New guidance for Singapore banks on observing privacy rights whilst meeting anti-money laundering obligations

Out-Law News | 07 Jul 2014 | 11:18 am | 2 min. read

Banks, merchant banks and finance companies operating in Singapore have been issued with new guidelines by the country's financial services regulator on how to observe individuals' privacy rights whilst meeting their obligations to combat money laundering and terrorist financing.

New data protection rules came into force in Singapore on 2 July and provide individuals with a general right to request access to and the correction of personal data held about them by businesses operating in the country.

However, the Monetary Authority of Singapore (MAS) has outlined guidelines (23-page / 132KB PDF) which explain the extent to which financial institutions have to observe individuals' access and correction rights whilst ensuring compliance with their duties on conducting anti-money laundering and terrorist financing checks.

In accordance with their duties to help prevent money laundering and counter the financing of terrorism, banks in Singapore must engage in a range of due diligence activities. This includes verifying the identity of customers they engage with, obtaining information about the purpose of customers' business relations with them, and monitoring customer transactions to "ensure that the transactions are consistent with the bank’s knowledge of the customer, its business and risk profile and where appropriate, the source of funds".

When adhering to those due diligence duties, MAS has set a general rule that financial institutions are not required to provide individuals with "any access to personal data about the individual" that is in its possession or under its control; "any information about the ways in which the personal data of the individual ... has been or may have been used or disclosed" by it; or "any right to correct an error or omission of the personal data about the individual" that is in its possession or under its control.

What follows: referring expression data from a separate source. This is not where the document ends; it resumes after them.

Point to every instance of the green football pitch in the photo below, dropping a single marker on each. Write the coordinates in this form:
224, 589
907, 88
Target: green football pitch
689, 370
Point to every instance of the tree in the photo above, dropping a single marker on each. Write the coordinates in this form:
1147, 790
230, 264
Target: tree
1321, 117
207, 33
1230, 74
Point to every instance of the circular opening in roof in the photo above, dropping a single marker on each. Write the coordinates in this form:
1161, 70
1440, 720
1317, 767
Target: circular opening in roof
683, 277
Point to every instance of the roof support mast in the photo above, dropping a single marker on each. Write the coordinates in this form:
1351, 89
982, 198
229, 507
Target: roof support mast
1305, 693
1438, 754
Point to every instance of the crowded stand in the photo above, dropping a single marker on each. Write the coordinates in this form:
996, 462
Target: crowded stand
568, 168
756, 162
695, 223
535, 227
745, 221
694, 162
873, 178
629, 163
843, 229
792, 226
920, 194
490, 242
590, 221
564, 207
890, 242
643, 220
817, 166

However, the MAS guidelines provides for limited rights for individuals to request that financial institutions (FIs) provide them with access to, or correct, their personal data.

This is because "unfettered rights to access and correct all types of personal data could ... affect the quality of FIs’ customer due diligence data and their ability to aid in combating money laundering and terrorism financing crimes" it explained in response to industry feedback (6-page / 220KB PDF) it received following a consultation on the issue.

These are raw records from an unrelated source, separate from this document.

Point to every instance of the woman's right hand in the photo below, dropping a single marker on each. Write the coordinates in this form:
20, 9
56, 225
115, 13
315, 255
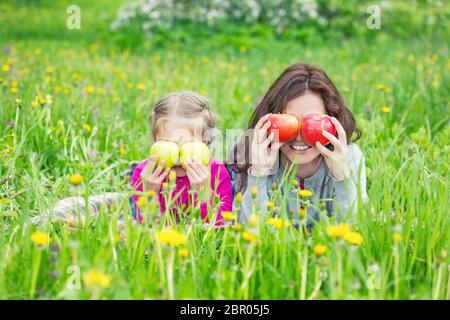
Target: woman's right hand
263, 156
152, 177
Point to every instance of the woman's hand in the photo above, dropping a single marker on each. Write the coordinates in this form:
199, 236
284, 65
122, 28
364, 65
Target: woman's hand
198, 175
337, 160
151, 177
263, 157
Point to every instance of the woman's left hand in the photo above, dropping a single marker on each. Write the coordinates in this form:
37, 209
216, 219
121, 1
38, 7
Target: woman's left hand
198, 175
337, 160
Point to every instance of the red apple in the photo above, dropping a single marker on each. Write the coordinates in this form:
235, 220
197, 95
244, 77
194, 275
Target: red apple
284, 126
312, 126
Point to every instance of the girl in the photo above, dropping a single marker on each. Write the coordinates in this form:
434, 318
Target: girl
334, 171
179, 117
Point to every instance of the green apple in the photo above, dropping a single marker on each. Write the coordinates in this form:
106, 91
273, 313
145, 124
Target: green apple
167, 151
194, 150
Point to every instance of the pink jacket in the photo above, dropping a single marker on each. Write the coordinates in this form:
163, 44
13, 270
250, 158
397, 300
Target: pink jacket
220, 181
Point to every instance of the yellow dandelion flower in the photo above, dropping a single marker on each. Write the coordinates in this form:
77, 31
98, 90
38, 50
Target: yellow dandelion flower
40, 238
381, 86
305, 193
96, 278
338, 231
354, 238
90, 89
87, 127
170, 237
385, 109
76, 179
184, 253
397, 237
319, 250
249, 237
228, 215
172, 175
142, 201
303, 212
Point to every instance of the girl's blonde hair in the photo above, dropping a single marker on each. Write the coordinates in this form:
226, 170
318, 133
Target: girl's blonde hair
185, 104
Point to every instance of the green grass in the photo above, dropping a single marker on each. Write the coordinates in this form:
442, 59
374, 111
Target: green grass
406, 150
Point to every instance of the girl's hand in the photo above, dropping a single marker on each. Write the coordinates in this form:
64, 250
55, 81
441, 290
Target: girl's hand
198, 175
151, 177
263, 157
337, 160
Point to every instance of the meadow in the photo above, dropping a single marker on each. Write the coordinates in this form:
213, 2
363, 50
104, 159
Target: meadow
76, 103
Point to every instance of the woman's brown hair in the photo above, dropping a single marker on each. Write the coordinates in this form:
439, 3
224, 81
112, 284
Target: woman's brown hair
292, 83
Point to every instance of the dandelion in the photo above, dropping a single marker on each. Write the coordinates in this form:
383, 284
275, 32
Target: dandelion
170, 237
184, 253
305, 193
90, 89
385, 109
40, 238
397, 237
228, 215
142, 201
319, 250
381, 86
249, 237
354, 238
278, 223
76, 179
338, 231
87, 127
96, 278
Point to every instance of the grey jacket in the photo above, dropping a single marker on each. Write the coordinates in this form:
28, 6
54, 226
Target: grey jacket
344, 194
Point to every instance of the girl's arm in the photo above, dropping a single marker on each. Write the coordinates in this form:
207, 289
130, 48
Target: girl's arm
346, 191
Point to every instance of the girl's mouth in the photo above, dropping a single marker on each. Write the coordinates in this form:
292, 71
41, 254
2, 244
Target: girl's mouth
299, 148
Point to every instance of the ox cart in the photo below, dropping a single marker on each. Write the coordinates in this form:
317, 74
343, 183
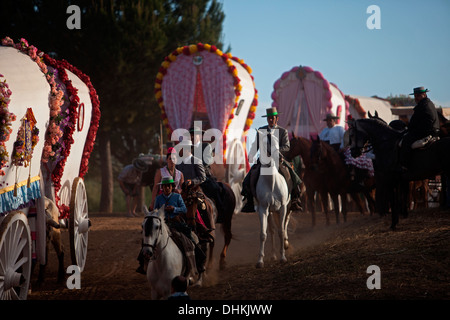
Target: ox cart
199, 84
50, 115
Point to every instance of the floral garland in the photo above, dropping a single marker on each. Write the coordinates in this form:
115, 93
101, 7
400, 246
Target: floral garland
189, 50
53, 133
6, 119
27, 138
69, 126
95, 117
57, 144
252, 112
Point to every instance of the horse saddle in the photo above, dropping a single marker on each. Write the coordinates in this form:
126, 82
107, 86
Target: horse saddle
424, 142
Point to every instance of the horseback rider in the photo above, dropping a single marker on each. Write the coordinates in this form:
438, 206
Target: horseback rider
285, 169
332, 134
423, 123
174, 208
210, 187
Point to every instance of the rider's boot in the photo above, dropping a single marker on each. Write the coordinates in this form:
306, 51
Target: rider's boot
249, 206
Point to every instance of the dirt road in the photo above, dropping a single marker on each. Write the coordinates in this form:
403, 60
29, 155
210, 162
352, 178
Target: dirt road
323, 263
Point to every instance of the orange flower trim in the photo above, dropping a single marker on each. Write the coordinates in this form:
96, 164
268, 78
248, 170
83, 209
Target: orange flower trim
189, 50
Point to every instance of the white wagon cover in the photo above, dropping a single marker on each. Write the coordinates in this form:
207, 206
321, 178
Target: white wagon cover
53, 97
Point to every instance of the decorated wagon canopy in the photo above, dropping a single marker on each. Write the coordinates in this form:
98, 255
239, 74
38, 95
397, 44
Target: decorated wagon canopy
304, 98
201, 83
50, 116
360, 106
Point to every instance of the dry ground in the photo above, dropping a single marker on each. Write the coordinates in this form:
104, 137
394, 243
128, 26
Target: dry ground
323, 262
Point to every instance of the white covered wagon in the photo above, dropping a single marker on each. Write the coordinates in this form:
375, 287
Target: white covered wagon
49, 122
303, 97
201, 84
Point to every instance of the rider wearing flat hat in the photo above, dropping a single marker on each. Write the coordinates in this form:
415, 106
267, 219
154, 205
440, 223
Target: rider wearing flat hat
284, 146
424, 122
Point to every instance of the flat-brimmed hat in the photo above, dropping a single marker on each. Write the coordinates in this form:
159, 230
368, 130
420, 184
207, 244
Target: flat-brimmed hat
196, 129
167, 180
271, 112
419, 90
186, 142
140, 165
330, 116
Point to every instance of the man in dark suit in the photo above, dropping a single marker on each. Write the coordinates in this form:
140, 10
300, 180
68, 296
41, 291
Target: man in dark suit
210, 187
249, 184
191, 167
424, 122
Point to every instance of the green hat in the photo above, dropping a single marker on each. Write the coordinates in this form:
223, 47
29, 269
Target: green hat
167, 180
271, 112
196, 129
419, 90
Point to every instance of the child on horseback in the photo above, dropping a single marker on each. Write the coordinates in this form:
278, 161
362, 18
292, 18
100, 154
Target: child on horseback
174, 208
250, 180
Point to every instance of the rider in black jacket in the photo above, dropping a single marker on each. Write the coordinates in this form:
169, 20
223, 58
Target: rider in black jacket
424, 122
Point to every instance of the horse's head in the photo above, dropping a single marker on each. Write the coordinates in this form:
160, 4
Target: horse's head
153, 229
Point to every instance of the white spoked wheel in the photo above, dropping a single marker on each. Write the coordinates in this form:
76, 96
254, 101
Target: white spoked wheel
235, 173
79, 223
15, 257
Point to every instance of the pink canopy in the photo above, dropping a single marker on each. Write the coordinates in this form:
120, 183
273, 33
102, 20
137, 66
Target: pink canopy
304, 97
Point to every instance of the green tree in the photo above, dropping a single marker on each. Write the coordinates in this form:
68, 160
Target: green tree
120, 45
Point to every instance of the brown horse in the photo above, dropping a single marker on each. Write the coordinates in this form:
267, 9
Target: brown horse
196, 200
200, 209
311, 178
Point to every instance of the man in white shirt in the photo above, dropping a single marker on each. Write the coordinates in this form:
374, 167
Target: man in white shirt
333, 134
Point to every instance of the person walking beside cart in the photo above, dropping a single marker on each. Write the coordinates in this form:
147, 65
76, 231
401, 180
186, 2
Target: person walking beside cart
333, 134
168, 171
130, 181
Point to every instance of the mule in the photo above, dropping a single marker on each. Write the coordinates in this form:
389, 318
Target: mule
424, 163
272, 198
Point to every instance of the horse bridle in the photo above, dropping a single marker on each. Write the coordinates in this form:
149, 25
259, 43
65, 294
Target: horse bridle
153, 246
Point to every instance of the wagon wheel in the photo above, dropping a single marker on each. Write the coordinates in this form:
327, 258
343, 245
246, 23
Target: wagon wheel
236, 170
15, 257
78, 223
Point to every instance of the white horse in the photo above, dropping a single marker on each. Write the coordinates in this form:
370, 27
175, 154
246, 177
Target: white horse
272, 197
166, 259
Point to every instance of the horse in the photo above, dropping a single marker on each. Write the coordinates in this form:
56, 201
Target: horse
199, 215
166, 260
227, 212
335, 179
311, 178
424, 163
272, 197
53, 236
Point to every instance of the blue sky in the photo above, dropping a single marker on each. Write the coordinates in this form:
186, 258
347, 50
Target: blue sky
411, 49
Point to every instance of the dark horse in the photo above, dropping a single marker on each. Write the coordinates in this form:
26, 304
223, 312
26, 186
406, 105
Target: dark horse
336, 178
425, 162
196, 200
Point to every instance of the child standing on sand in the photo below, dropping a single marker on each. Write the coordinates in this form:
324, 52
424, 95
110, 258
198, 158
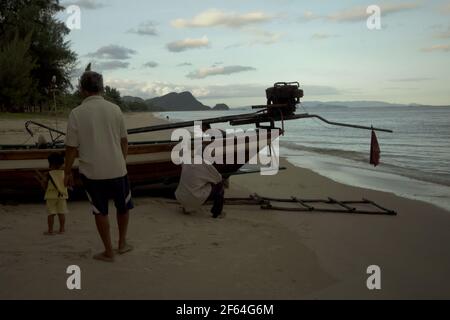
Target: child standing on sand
56, 194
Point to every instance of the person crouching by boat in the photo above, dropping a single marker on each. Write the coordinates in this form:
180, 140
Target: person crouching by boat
96, 129
198, 184
56, 194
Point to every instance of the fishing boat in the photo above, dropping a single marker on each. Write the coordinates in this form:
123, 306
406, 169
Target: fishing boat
151, 162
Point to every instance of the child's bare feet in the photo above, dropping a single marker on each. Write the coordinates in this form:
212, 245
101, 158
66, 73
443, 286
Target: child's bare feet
124, 249
103, 257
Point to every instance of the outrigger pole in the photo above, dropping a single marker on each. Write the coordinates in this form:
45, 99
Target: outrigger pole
249, 118
282, 100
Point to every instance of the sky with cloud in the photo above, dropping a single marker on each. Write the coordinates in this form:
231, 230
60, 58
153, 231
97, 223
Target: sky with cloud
231, 51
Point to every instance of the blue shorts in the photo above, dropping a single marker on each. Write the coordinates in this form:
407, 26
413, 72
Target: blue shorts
99, 193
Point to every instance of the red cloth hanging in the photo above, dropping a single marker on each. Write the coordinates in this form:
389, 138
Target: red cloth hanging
374, 150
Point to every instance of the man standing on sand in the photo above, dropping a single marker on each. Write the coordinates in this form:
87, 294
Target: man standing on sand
97, 130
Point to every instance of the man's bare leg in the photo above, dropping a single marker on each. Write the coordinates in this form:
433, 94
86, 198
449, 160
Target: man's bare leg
62, 223
102, 223
122, 222
50, 222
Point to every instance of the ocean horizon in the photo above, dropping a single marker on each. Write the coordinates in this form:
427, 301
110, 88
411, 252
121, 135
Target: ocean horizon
415, 159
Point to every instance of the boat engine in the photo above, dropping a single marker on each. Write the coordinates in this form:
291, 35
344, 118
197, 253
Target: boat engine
282, 98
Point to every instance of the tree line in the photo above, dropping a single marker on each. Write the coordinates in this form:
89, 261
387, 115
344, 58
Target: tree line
36, 61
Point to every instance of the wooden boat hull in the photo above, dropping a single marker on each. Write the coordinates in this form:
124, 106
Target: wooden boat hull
148, 163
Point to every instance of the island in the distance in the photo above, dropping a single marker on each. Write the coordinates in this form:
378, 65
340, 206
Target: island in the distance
173, 101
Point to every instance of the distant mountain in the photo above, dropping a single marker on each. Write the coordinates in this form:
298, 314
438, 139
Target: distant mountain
130, 99
184, 101
221, 107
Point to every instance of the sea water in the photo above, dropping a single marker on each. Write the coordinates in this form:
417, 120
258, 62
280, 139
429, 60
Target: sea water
415, 159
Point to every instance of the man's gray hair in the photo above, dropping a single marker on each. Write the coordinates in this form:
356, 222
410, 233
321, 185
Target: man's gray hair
91, 82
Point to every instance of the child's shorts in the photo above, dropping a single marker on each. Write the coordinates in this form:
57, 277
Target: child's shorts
57, 206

Under the MAS guidance, individuals have a right to access certain personal data that financial institutions may hold about them, including their name, unique identification number, date of birth and nationality "as soon as reasonably practicable".

In adhering to the access request rights, financial institutions must also disclose any other personal data they hold about individuals, subject to the release of that data adhering to a rule under the Personal Data Protection Act (PDPA) which, among other things, prohibits the disclosure of personal data if it could endanger the safety of others, if it runs contrary to national security or if the disclosure could involve revealing a third party's personal information, for example.

Financial institutions must, "as soon as reasonably practicable", "correct an error or omission" in the personal data that individuals have a right to access, subject to an exemption to that correction right applying under the PDPA.

However, MAS said that financial intuitions "are not obliged to provide individuals access to and correction of any other personal data". This means that personal data that the financial institutions collected from other organisations or sources to verify those individuals' identity do not need to be disclosed, it said in its consultation feedback response. Financial intuitions would not have to disclose personal data contained in their "internal analyses" of individuals’ money laundering or terrorist financing risk either, it said.